Early diagnosis of partial interferon-γ receptor 1 deficiency prevents the development of Bacille de Calmette et Guerin osteomyelitis

We encountered two patients with partial interferon gamma receptor 1 (IFN-gamma R1) deficiency in whom early diagnosis enhanced disease management. Patient 1 was a 44-year-old woman with enlarged lymph nodes diagnosed in a pre-pregnancy checkup, and pathological examination revealed a Mycobacterium avium infection.

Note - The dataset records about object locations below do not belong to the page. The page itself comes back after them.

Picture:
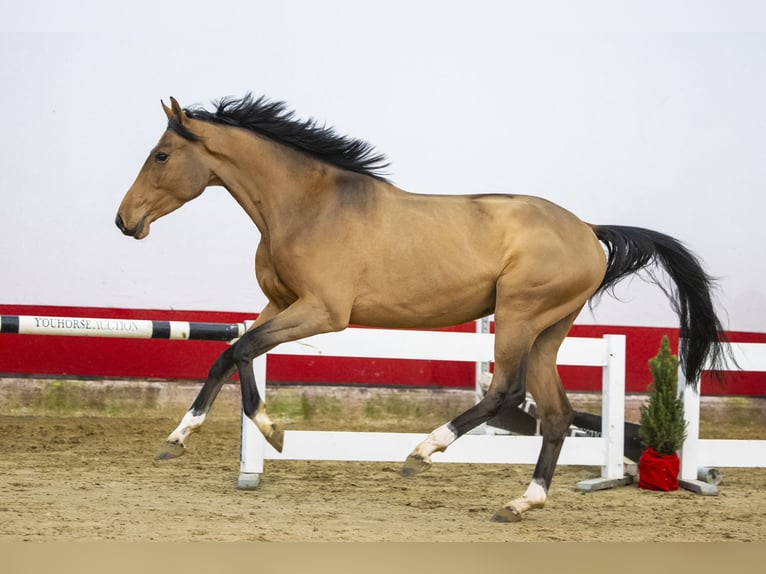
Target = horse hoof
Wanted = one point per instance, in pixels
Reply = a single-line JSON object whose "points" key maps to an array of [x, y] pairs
{"points": [[170, 450], [276, 438], [415, 464], [507, 514]]}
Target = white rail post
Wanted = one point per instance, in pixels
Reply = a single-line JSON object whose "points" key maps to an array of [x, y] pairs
{"points": [[690, 450], [613, 407], [253, 444]]}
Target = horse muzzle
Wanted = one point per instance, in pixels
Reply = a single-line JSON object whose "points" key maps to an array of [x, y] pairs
{"points": [[135, 232]]}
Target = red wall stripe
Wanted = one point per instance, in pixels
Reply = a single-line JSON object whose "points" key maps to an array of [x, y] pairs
{"points": [[29, 355]]}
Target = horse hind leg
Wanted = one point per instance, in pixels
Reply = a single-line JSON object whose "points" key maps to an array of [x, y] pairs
{"points": [[555, 414], [505, 388]]}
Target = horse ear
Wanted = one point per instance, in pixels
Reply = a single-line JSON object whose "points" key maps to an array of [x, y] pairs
{"points": [[175, 112], [167, 110]]}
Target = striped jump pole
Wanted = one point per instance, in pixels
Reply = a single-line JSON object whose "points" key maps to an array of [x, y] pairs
{"points": [[119, 328]]}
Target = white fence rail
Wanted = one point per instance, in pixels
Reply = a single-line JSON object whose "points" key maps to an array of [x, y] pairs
{"points": [[698, 452]]}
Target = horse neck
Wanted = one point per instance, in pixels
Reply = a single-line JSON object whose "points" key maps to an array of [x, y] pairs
{"points": [[267, 179]]}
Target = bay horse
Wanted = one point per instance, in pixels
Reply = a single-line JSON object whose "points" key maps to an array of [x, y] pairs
{"points": [[340, 244]]}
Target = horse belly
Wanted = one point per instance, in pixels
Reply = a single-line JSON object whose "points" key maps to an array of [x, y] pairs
{"points": [[423, 304]]}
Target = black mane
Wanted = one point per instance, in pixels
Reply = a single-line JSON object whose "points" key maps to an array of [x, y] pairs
{"points": [[275, 121]]}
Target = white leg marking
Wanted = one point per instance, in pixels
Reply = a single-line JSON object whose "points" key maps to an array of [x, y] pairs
{"points": [[189, 423], [534, 497], [437, 441]]}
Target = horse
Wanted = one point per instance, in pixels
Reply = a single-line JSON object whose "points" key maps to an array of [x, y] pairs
{"points": [[340, 244]]}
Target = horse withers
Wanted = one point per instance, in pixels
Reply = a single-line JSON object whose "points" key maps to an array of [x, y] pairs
{"points": [[340, 245]]}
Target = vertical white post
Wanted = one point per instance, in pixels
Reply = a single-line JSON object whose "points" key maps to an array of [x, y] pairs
{"points": [[253, 445], [689, 451], [613, 407]]}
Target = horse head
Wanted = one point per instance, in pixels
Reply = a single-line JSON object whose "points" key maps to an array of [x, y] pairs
{"points": [[175, 172]]}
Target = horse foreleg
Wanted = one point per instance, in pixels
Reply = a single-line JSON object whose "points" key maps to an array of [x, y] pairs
{"points": [[304, 318], [222, 369]]}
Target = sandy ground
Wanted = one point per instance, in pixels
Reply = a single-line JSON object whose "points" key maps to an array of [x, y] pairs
{"points": [[93, 478]]}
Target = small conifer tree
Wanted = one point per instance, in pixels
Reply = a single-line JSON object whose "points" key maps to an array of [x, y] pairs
{"points": [[663, 427]]}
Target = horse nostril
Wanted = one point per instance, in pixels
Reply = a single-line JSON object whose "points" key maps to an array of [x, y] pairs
{"points": [[120, 224]]}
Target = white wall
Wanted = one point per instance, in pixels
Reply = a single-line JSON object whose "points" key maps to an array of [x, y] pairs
{"points": [[648, 114]]}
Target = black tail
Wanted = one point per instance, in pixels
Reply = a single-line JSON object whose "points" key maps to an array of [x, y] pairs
{"points": [[631, 249]]}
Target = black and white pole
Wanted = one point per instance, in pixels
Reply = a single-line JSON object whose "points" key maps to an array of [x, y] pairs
{"points": [[119, 328]]}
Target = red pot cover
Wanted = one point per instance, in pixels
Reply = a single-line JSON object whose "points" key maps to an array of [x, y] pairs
{"points": [[658, 471]]}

Based on her history of unknown multiple osteomyelitis during early childhood, mendelian susceptibility to mycobacterial disease was suspected. Genetic analysis revealed a novel heterozygous variant in IFNGR1. Genetic counseling was administered to the patient and her husband before they had their baby. Patient 2 was a 4-month-old boy whose father was previously diagnosed with autosomal dominant IFN-gamma R1 deficiency owing to Bacille de Calmette et Guerin (BCG) osteomyelitis. Genetic analysis showed that he had the same INFGR1 variant. He avoided BCG vaccination and has been disease-free since then. Early diagnosis is considered to be useful for genetic counseling and essential for preventing BCG osteomyelitis.

Automated summary

This study reports two cases of partial interferon gamma receptor 1 deficiency, highlighting the importance of early diagnosis for genetic counseling and disease prevention.